― ANNONCE PUBLICITAIRE ―

spot_img
AccueilEn VedetteUn groupe de défense des droits de l'homme s'inquiète du fait que...

Un groupe de défense des droits de l’homme s’inquiète du fait que la Chine cible les citoyens taïwanais indépendantistes – JURIST

Human Rights Watch a déclaré vendredi que le gouvernement chinois enquêtait sur le législateur taïwanais Puma Shen Pao-Yang (沈伯洋) pour crime de « séparatisme », violation de ses droits humains fondamentaux.

Cette annonce marque la première application connue des directives judiciaires chinoises récemment publiées ciblant les « séparatistes indépendantistes de Taiwan », ce qui représente une escalade significative de la pression légale exercée par Pékin sur les citoyens taïwanais. L’enquête, ouverte par le Bureau municipal de la sécurité publique de Chongqing, vise Shen pour son rôle dans la co-fondation de l’Académie Kuma, que les autorités chinoises qualifient d’« organisation séparatiste pro-indépendance taïwanaise ».

Depuis la guerre civile chinoise, la Chine affirme son « principe d’une seule Chine », revendiquant la souveraineté sur Taiwan bien qu’elle ne l’ait jamais gouvernée. Taiwan s’est développée comme une démocratie distincte et autonome dotée de son propre système juridique et de ses propres institutions politiques. Cette enquête représente les efforts de Pékin pour étendre sa juridiction légale à Taiwan.
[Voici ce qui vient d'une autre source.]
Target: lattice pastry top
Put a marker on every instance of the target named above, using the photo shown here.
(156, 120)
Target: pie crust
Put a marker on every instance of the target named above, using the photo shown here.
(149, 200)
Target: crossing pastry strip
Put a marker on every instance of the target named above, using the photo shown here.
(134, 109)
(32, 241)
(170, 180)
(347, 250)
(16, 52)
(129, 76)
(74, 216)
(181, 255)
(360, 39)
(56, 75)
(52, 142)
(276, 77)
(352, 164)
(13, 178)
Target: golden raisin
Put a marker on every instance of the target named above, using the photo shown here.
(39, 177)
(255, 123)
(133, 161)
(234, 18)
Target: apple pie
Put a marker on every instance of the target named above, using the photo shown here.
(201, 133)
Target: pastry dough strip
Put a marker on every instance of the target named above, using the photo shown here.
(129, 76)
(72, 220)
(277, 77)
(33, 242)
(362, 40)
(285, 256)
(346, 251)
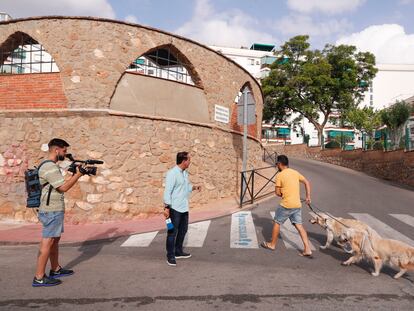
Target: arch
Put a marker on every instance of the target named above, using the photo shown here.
(21, 54)
(166, 62)
(29, 76)
(235, 124)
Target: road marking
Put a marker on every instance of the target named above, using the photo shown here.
(290, 236)
(407, 219)
(140, 240)
(243, 232)
(196, 234)
(382, 228)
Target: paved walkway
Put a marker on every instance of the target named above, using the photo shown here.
(13, 233)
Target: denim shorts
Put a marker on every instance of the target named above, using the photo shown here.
(52, 223)
(293, 214)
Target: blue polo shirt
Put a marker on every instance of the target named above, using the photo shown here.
(177, 189)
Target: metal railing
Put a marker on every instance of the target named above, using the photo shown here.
(269, 157)
(254, 179)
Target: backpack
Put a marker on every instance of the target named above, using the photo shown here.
(33, 186)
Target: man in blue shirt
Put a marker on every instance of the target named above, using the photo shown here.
(176, 193)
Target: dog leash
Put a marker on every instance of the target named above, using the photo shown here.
(334, 218)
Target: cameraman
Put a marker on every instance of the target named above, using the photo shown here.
(51, 214)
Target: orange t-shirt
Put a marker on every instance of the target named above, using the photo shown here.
(289, 182)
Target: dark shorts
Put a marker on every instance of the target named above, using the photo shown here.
(293, 214)
(52, 223)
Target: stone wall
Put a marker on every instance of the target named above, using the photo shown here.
(396, 166)
(92, 55)
(137, 152)
(31, 91)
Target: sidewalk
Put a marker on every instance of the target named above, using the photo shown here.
(12, 233)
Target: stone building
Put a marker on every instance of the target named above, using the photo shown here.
(130, 95)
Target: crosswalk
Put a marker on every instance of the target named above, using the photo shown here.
(243, 232)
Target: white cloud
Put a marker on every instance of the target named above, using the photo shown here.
(324, 6)
(228, 28)
(389, 43)
(303, 24)
(27, 8)
(131, 19)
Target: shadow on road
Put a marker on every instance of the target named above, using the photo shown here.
(94, 245)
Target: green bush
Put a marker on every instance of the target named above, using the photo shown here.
(333, 144)
(378, 145)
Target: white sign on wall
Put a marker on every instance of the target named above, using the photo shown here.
(221, 114)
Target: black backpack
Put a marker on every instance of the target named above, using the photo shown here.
(33, 186)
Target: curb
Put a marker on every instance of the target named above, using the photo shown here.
(111, 239)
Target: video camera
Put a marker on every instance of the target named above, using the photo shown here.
(89, 170)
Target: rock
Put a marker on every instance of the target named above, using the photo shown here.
(94, 155)
(106, 173)
(84, 206)
(100, 188)
(209, 186)
(94, 198)
(165, 158)
(6, 209)
(19, 216)
(100, 180)
(164, 145)
(110, 196)
(129, 191)
(85, 178)
(114, 186)
(120, 207)
(116, 179)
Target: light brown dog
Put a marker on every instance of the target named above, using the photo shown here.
(379, 250)
(335, 226)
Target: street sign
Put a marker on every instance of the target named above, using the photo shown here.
(251, 110)
(221, 114)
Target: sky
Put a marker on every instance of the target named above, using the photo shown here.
(383, 27)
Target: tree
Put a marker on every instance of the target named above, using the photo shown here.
(316, 83)
(394, 117)
(364, 119)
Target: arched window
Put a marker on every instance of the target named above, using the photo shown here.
(21, 54)
(167, 63)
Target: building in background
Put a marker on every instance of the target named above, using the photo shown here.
(255, 60)
(4, 17)
(393, 82)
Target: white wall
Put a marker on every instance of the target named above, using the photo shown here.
(392, 82)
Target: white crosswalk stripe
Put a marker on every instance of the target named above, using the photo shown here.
(140, 240)
(407, 219)
(243, 232)
(196, 234)
(290, 236)
(382, 228)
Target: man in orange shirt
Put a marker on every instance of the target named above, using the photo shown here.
(288, 187)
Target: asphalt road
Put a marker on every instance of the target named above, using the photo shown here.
(220, 277)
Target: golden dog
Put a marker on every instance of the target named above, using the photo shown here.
(335, 227)
(379, 250)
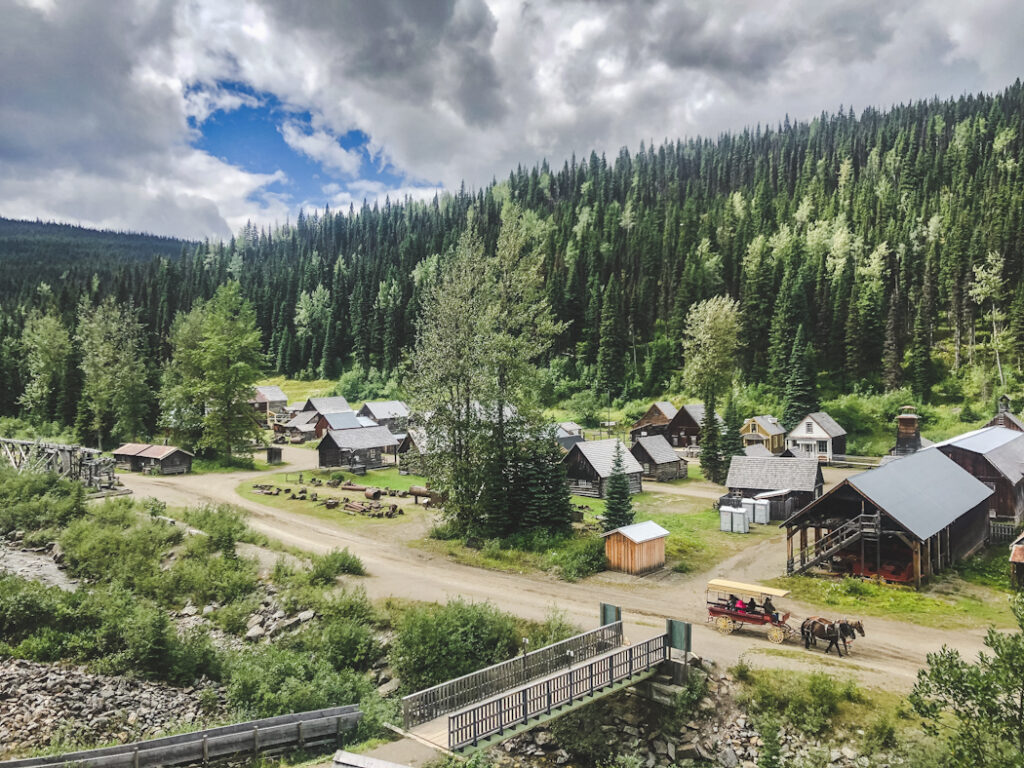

L’enquête suit la tendance de la Chine à exercer une pression croissante sur les personnalités taïwanaises. En octobre 2024, la Chine a imposé des sanctions à Shen, lui a interdit, ainsi qu’à sa famille, d’entrer en Chine, puis a ciblé l’entreprise de son père. Shen rejoint désormais une liste croissante de personnalités taïwanaises désignées comme des « éléments irréductibles pro-indépendance de Taiwan ». Maya Wang, directrice associée pour l’Asie à Human Rights Watch, a déclaré :

L’enquête du gouvernement chinois sur Puma Shen reflète les efforts croissants visant à intimider les Taïwanais afin qu’ils exercent leurs droits par l’application transfrontalière de lois chinoises abusives. Pékin va au-delà de ses frontières et cherche à déclarer certains discours et activités licites interdits au peuple taïwanais.

L’action en justice contre Shen fait suite à d’autres affaires très médiatisées impliquant des citoyens taïwanais. En août 2024, les autorités chinoises ont condamné le militant taïwanais Yang Chih-yuan à neuf ans de prison pour « séparatisme », tandis qu’en février 2025, l’éditeur taïwanais Li Yanhe a été condamné à trois ans de prison pour « incitation à la sécession » pour avoir publié des livres à Taïwan.

Par conséquent, le gouvernement chinois estime que Shen et d’autres citoyens taïwanais sont responsables, en vertu du droit pénal chinois, des activités politiques menées à Taiwan. Cela représente une affirmation de compétence extraterritoriale qui, selon les experts juridiques, contredit les normes du droit international.

L’enquête, bien qu’elle représente une escalade significative, se heurte à des limites pratiques. Puisque Shen réside à Taiwan, tout procès se déroulerait probablement en son absence. Toutefois, les accusations entraînent de graves conséquences, notamment la peine de mort pour des crimes « particulièrement graves » et le risque d’extradition vers des pays tiers.

Même si la Chine revendique l’autorité légale pour engager des poursuites dans les affaires impliquant des citoyens taïwanais, cette approche a suscité des critiques internationales et pourrait compliquer davantage les relations entre les deux rives. La réponse internationale à ces actions en justice et leur impact sur la stabilité régionale restent à voir.